At a glance
- Syntaxical parser capable of transforming any structured character file into an XML document
- Domain-specific meta-data language describes the expected syntax and drives identifications, validations, extractions and cuts based on Regular expressions
- Java source code; use the Java API or a command line executable in a shell or command script
- build a single .jar file that packs the code with meta-data resources, or keep meta-data separate and integrate the jar as a micro-service
- Perfect complement to XSLT (XML to anything) for mapping anything to XML
- OPEN SOURCE, Apache 2.0 license
How much Un-structure can you afford to handle?
Whereas most parsers require well defined delimiters, tags, or fixed size fields to grasp data fields and carry on transformations, the parser that we are about to present is capable of extracting data from look-alike stuff. Its mapping power is directly related to that of regular expressions which are state-of-the-art in pattern matching. Data resisting pattern matching by being even less structured would imply concepts like ontologies and semantic nets which are not in scope here.

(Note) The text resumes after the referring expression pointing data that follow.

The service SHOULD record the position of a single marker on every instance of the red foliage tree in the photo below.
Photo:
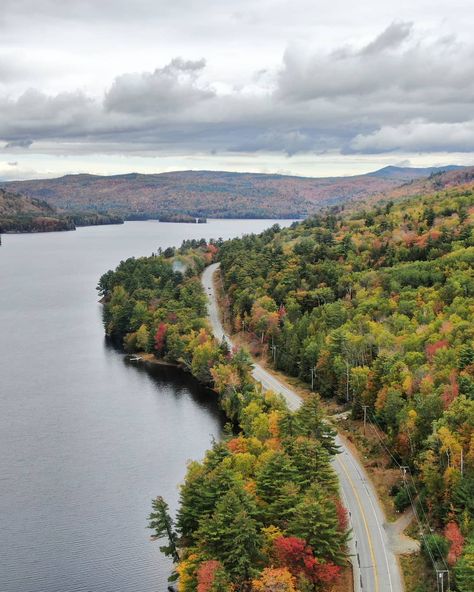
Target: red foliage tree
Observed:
(456, 540)
(160, 337)
(342, 517)
(205, 575)
(432, 348)
(294, 554)
(451, 390)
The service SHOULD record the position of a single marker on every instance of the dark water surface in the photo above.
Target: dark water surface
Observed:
(87, 438)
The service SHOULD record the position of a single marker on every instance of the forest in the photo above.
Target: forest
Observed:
(262, 511)
(20, 213)
(373, 308)
(376, 308)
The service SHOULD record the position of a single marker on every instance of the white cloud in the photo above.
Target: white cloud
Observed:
(265, 81)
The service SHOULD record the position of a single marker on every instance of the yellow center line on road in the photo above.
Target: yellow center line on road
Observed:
(371, 548)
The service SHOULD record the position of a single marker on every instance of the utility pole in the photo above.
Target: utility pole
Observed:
(404, 471)
(347, 381)
(442, 575)
(364, 407)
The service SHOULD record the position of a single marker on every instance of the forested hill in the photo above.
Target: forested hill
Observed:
(379, 308)
(211, 194)
(19, 213)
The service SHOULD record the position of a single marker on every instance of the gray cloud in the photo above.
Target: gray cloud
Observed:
(418, 137)
(395, 93)
(171, 88)
(391, 38)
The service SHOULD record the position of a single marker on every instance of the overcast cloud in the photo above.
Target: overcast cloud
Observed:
(216, 84)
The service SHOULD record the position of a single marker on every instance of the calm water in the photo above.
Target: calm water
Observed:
(87, 439)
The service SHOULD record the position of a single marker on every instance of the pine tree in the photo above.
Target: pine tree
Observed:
(162, 523)
(230, 535)
(316, 521)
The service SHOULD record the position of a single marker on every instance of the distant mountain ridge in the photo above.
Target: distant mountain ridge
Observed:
(213, 193)
(408, 173)
(21, 213)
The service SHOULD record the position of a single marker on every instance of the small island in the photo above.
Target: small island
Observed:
(182, 219)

There is a significant gap between a regular expression software library providing just the raw capability to match a pattern, as sophisticated as it can be, and the final production of an XML document. That is indeed the added value of the reverseXSL software: regular expressions are organized to conduct four tasks (identify, cut, extract, and validate) in turn, and recursively, till reaching the atoms of data which must be output into your XML document.
Whether IATA Cargo-IMP, AHM, SSIM, SWIFT, EDIFACT, X12, EDIFICE, EANCOM, TRADACOMS, GENCOD, IEF, SPEC-2000... just name them and you can transform these Electronic Data Interchange standards with this tool... both ways: EDI to XML (with the Parser and optionally XSLT) and XML to EDI (with XSLT).